You can get the dataset from here: -- Coud you help to test? https://s3.amazonaws.com/andy.tang.test/dataset.zip

generateNetCDF -d gl_input -i dss_sku_sku -o gl_input.nc -f features_input -s samples_input -c generateNetCDF -d gl_output -i dss_sku_sku -o gl_output.nc -f features_output -s samples_input -c train -c config.json -i gl_input.nc -o gl_output.nc -n gl.nc -b 256 -e 10 predict -b 256 -d gl -i features_input -o features_output -k 10 -n gl.nc -f dss_sku_sku -s recs -r dss_sku_sku

scottlegrand commented 8 years ago

Interesting, I get a different sized dataset. ./generateNetCDF -d gl_input -i dss_sku_sku -o gl_input.nc -f features_input -s samples_input -c Flag -c is set. Will create a new feature file and overwrite: features_input Generating dataset of type: indicator Will create a new samples index file: samples_input Will create a new features index file: features_input Indexing 1 files Indexing file: dss_sku_sku Progress Parsing10000Time 0.827208 Progress Parsing20000Time 0.749772 Progress Parsing30000Time 0.670679 Progress Parsing40000Time 0.685743 Progress Parsing50000Time 0.54209 Progress Parsing60000Time 0.556289 Exported features_input with 65217 entries. Exported samples_input with 65075 entries. Raw max index is: 65217 Rounded up max index to: 65280 Created NetCDF file gl_input.nc for dataset gl_input Total time for generating NetCDF: 4.54689 secs.

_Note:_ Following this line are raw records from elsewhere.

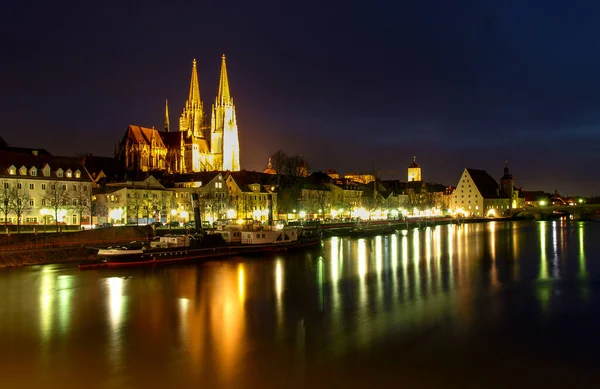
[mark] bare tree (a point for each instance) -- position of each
(135, 204)
(151, 204)
(20, 201)
(56, 198)
(279, 162)
(5, 203)
(81, 200)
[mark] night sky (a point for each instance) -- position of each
(350, 85)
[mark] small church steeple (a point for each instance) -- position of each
(167, 126)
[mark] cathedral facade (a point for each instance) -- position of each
(197, 146)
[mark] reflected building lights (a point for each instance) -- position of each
(279, 279)
(378, 255)
(65, 292)
(241, 283)
(46, 302)
(115, 295)
(543, 256)
(451, 235)
(555, 264)
(394, 263)
(543, 289)
(582, 264)
(115, 306)
(362, 258)
(428, 257)
(416, 256)
(335, 256)
(437, 253)
(493, 268)
(405, 267)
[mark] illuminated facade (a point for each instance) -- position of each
(360, 178)
(39, 188)
(197, 146)
(478, 194)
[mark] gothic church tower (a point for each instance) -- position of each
(192, 117)
(224, 142)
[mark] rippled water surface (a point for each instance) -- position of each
(496, 305)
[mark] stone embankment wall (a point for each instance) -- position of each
(42, 257)
(22, 250)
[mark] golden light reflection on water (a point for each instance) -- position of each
(416, 257)
(581, 257)
(555, 262)
(46, 301)
(65, 293)
(494, 269)
(217, 319)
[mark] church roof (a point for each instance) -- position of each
(143, 135)
(487, 186)
(112, 168)
(172, 139)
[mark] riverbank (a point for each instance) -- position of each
(46, 256)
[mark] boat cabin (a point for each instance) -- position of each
(267, 236)
(171, 241)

Can you pull ToT, rebuild, and try again?

tristanpenman commented 8 years ago

I have been able to reproduce this issue on the DSSTNE AMI running on a g2.2xlarge EC2 instance, with the dataset provided. What I found is that while the predict utility is correctly loading all 65075 lines of the feature_input file, some of those lines contain duplicate IDs.

Line 64175, for example, is malformed. With hidden/control characters enabled in vi, you can see the formatting error (a second tab character):

4549498^I4549491^I4549528,10.0:4549526,10.0:4549498,10.0:4549501,10.0$

Both the generateNetCDF and predict applications should be able to detect this kind of error, and I will raise a separate issue to track that work. In the mean time, this should help you to fix the dataset itself.

oyotong commented 8 years ago

Thank you for your help!!

I fixed those malformed data. It work fine now.